The funding will enable research which could deliver world-leading genomic healthcare to patients, which involves the study of people’s DNA. The boost is part of a new three-year plan to develop, evaluate and roll out new technologies across the health and care system and life sciences sector, bolstering the UK’s position as a life sciences superpower. This includes:
- £105 million to kickstart a world-leading research study, led by Genomics England in partnership with the NHS, to explore the effectiveness of using whole genome sequencing to find and treat rare genetic diseases in newborn babies. For example, rare genetic thyroid hormone conditions, which are not detectable by the routine NHS heel prick test, and can cause developmental and learning difficulties and longer-term health complications without treatment. The study will sequence the genomes of 100,000 babies over the course of the study – which will begin in 2023 - and will gather evidence to consider whether this could be rolled out across the country.
- An initial £26 million to support an innovative cancer programme, led by Genomics England in partnership with the NHS, to evaluate cutting-edge genomic sequencing technology to improve the accuracy and speed of diagnosis for cancer patients and use artificial intelligence to analyse a person’s DNA, alongside other information such as routine scans.
- £22 million for a programme, led by Genomics England, to sequence the genomes of up to 25,000 research participants of non-European ancestry, are currently under-represented in genomic research to improve our understanding of DNA and its impact on health outcomes. This will help reduce health inequalities and level up patient outcomes across all communities.
The government has also announced up to £25 million of UKRI-MRC funding for a UK wide new initiative on functional genomics, an area of genomic research which uses molecular tools such as gene editing to improve understanding of how genetic variation leads to disease and support smarter diagnostics and the discovery of new treatments. The Life Sciences Vision set out in 2021 commits to delivering a world-class offer on functional genomics and the UK is in a strong position to become a leader in this area.
These announcements will build on the world-leading work of the NHS Genomic Medicine Service.
Health and Social Care Secretary Steve Barclay said: “We’ve made advancements in so many areas to improve people’s health – from ensuring ground-breaking new medicines get to patients faster to bolstering the NHS workforce to ensure we have record numbers - and this plan, backed by £175 million, sets out how we will use the latest genomic technology to go further.

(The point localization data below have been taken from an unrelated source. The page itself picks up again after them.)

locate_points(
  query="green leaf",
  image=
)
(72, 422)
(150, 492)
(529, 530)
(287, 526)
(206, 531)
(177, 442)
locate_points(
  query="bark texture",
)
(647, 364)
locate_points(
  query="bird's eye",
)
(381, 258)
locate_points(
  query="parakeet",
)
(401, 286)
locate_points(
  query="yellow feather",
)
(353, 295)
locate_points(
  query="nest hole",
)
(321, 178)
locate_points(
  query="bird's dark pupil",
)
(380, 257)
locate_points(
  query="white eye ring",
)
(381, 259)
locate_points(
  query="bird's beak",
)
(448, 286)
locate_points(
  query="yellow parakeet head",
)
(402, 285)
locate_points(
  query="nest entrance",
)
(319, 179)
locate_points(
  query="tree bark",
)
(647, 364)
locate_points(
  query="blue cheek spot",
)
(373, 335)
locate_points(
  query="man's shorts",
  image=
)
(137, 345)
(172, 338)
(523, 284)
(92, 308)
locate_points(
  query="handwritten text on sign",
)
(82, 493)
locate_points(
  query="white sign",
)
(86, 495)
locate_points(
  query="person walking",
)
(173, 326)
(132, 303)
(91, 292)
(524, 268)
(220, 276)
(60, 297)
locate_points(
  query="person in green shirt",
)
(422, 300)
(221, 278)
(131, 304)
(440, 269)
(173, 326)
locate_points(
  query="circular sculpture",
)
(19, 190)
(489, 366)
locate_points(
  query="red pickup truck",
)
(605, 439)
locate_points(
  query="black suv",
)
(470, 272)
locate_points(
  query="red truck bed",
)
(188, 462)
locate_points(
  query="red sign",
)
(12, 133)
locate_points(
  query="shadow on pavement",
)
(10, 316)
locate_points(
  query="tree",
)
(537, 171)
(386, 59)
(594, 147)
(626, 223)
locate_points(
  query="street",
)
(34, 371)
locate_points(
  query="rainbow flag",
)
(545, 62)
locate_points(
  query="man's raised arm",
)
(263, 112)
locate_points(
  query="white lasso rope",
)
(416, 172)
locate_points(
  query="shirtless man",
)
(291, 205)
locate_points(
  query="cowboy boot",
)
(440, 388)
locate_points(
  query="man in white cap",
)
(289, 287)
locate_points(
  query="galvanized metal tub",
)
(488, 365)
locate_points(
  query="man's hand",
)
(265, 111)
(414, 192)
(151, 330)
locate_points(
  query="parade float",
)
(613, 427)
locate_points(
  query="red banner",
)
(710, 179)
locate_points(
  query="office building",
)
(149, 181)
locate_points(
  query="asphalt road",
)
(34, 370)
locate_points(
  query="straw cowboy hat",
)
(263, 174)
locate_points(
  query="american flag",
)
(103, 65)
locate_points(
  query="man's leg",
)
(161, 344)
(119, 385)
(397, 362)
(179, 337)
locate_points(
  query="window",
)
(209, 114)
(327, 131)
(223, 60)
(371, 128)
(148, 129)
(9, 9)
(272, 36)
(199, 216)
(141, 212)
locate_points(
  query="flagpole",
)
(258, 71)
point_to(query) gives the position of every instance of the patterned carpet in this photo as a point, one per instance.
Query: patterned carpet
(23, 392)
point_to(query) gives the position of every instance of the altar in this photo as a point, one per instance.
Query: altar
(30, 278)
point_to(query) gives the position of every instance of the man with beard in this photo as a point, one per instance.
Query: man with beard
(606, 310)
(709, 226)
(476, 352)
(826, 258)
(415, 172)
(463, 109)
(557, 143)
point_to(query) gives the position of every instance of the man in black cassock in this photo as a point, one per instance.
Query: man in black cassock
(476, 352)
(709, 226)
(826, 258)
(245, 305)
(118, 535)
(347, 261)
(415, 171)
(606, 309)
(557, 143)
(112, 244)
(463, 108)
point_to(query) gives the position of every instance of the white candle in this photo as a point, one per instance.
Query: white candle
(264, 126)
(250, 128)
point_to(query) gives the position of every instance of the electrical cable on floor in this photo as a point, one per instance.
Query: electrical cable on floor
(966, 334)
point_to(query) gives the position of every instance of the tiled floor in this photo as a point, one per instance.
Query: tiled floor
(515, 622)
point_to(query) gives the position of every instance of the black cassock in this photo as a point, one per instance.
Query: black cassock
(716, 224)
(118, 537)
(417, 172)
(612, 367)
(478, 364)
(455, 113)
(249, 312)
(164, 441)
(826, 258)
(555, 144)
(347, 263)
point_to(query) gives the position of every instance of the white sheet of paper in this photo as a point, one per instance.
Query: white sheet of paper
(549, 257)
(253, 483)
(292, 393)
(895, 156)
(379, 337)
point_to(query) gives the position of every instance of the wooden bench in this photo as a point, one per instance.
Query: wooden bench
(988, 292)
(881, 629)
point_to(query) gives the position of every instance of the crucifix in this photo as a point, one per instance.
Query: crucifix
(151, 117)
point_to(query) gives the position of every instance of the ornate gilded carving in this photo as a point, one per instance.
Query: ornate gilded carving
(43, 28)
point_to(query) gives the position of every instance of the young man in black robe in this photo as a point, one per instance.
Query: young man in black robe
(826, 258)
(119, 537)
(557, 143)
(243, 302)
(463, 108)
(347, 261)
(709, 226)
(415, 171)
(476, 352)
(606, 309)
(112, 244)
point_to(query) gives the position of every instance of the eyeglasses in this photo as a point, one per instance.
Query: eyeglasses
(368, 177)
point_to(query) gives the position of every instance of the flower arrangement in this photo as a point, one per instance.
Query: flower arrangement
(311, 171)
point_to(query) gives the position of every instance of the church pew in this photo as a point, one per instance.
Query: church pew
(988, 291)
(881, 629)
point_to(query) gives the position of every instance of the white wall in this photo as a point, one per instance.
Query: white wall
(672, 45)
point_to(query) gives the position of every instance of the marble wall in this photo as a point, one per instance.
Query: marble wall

“The potential for genomics to revolutionise the way we deliver health care is great – if we can detect treatable illnesses earlier and ensure patients access potentially lifesaving treatment faster, we could improve people’s lives across the county, including thousands of babies through this new pilot.
“The NHS is a world leader in genomics and by investing in this cutting-edge research we’re cementing our status as a life sciences superpower.”
Thousands of children are born in the UK every year with a treatable rare condition that could be detected using genome sequencing. Most rare disorders are genetic and children under the age of five are disproportionately affected. Whilst these conditions are often difficult to identify, genomic testing has already become the main way of providing a diagnosis.
The current NHS heel prick blood test carried out as part of newborn screening is used to detect nine rare but serious health conditions in babies, including sickle cell disease and cystic fibrosis. However, screening a baby’s entire genome – all of their DNA – alongside the current heel prick could detect hundreds more rare, treatable diseases in their first years of life. For many of these illnesses early and effective intervention is crucial for helping these children live healthier lives.
The Newborn Genomes Programme will support vital healthcare research to enable better diagnostics and treatments to be developed and explore the potential benefits of safely and securely storing a patient’s genome on record to help predict, diagnose and treat future illnesses through their lifetime. For example, if a child who has had their genome sequenced falls sick when they are older, such as developing cancer, there may be an opportunity to use their stored genetic information to help diagnose and treat them.
A public consultation by Genomics England has shown overall support for the use of genomics in newborn screening, providing the right safeguards are in place. Genomics England engaged widely with the public, parents, families with rare disease, and healthcare professionals and scientists to navigate the scientific, clinical, ethical, and societal issues that newborn genome sequencing presents.